During the filming of the episode, Fillion revealed that Bridget Regan had to be briefly hospitalised due to food poisoning.

This episode was also the first episode in which Deric Augustine appeared as a main cast member.

==Reception==
Raquel Morales of Fangirlish reviewed the Tim and Lucy scenes by saying "a part of me thinks this was a rushed conversation and that Chenford still has some tough conversations to have. Lucy herself admitted to Tim that her scars weren't fully healed yet. So we think they'll have all those difficult conversations throughout the season, as obstacles arise for them, and we hope we can see them truly communicate" She also added in a note about the episode "The only aspect of The Rookie Season 8 Episode 1 "Czech Mate" that we didn't like was what they did to Grey and Luna. They are precious, and we're not going to forgive them for messing with them."

A reviewer for TheTVCave said in their review "The Rookie returned last night and I hope I'm not jumping the gun here, but this just may be their best season yet. From the moment the episode began, I was locked in and admittedly I haven't been able to say that for quite some time."

Jeffrey Harris from Collider highlighted that the show needed to move on from the Monica Stevens storyline by saying "Although it was a great, entertaining episode, Monica received a rather anticlimactic ending, so it's time to showcase why it's time for The Rookie to move on from Monica as the show's main villain." He also added, "Ultimately, Monica being mostly cooperative this week, with very few hitches, came off as frustrating because it came off like a half-hearted attempt to bleach the character of her past offenses."

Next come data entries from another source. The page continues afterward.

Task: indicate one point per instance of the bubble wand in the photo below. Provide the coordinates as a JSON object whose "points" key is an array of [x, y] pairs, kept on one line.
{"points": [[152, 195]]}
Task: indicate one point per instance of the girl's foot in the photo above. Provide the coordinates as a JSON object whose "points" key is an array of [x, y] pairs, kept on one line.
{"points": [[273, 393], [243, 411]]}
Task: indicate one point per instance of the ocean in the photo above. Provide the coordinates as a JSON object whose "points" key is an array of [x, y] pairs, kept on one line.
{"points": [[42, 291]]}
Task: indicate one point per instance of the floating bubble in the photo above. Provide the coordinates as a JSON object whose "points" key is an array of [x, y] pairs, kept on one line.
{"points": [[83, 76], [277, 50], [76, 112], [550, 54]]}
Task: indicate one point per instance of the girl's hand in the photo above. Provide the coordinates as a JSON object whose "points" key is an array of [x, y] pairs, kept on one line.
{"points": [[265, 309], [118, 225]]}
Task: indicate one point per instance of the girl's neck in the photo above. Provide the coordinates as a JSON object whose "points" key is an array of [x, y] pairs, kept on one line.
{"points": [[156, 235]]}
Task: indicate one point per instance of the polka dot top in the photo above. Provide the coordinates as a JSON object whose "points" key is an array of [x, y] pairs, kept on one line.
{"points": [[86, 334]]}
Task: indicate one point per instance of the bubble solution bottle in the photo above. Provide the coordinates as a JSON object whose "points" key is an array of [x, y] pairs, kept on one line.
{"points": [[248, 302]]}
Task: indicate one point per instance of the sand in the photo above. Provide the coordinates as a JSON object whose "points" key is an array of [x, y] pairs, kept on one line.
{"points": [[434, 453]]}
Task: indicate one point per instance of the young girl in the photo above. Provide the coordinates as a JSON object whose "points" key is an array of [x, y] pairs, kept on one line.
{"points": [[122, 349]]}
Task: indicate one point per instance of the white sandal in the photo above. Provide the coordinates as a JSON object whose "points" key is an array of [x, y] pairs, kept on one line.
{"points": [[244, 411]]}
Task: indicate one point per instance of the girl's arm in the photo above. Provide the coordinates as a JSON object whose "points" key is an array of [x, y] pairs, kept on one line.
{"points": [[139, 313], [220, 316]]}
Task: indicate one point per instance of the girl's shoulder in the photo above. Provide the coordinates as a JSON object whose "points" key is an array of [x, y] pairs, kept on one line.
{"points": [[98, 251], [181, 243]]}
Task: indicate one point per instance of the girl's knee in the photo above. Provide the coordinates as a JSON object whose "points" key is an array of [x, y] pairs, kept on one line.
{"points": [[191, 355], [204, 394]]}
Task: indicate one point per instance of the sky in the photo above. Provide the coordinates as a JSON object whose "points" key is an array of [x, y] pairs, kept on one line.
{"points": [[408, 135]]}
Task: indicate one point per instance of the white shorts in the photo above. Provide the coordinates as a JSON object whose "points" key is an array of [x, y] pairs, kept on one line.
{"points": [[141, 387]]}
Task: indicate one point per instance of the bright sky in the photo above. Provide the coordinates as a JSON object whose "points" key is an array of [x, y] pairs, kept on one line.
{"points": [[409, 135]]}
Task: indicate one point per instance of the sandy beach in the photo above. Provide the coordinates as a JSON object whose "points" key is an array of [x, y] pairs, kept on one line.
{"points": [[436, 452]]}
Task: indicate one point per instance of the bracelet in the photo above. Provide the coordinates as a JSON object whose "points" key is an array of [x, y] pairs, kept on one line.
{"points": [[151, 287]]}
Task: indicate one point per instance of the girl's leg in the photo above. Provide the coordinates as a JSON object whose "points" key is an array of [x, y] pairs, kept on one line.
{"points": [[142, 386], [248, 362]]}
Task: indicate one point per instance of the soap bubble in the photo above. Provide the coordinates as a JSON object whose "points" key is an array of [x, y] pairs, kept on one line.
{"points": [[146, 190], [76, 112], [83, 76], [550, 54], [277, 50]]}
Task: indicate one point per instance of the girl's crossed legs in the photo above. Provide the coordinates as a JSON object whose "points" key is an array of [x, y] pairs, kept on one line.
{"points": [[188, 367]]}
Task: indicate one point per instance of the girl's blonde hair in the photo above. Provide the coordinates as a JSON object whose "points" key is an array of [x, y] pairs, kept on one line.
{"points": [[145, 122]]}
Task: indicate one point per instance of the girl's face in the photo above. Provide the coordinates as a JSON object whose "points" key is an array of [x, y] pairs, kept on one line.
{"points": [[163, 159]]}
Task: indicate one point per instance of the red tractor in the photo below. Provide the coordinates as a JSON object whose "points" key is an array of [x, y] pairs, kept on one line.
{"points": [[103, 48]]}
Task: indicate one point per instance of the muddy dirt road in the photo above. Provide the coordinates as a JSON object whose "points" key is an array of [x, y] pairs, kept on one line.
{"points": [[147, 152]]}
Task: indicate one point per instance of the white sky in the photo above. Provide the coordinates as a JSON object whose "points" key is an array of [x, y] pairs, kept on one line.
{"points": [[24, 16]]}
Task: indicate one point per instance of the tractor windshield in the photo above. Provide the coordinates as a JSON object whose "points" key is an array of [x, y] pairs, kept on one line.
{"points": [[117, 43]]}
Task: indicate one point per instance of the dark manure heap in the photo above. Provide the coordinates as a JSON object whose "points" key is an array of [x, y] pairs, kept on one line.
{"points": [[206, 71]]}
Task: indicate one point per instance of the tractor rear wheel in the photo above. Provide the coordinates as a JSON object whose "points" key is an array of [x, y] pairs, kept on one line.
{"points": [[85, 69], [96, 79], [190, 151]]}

Jasmine Blu of TVFanatic, gave the episode a positive review highlighting the season premiere was "highly anticipated" She also added "Not only is it good to have the series back, but it's better to have it in top form, proving that eight years in, The Rookie can still bring it home as one of the best shows that broadcast has to offer. And for the most part, The Rookie Season 8 Episode 1 offered intrigue, strong dynamics, romance, and some intriguing conflict and new opportunities. All of the above made up for the Bailey, Rodge, and Monica of it all." Though Blu also highlighted some dissatisfaction over Monica's villainy storyline by saying "Has the Monica situation gotten old? Yes. And your girl has talked ad-nauseum about that, so there's no need to beat that dead horse here, lest I risk becoming a hypocrite for not letting Monica go. But, overall, even Monica had her endearing moments and her placement in all of this. Maybe it's just the general high of having a beloved series back on the air after such a long break, but The Rookie treating Monica like its pet villain who'll never fully be tamed had its amusing moments." But did add in a positive note "And dare I say it even has some potential because the very idea that Monica would have to slum it like "a poor" by trying to live in LA and sustain herself with the $100K she may or may not cash in from that necklace is admittedly hilarious."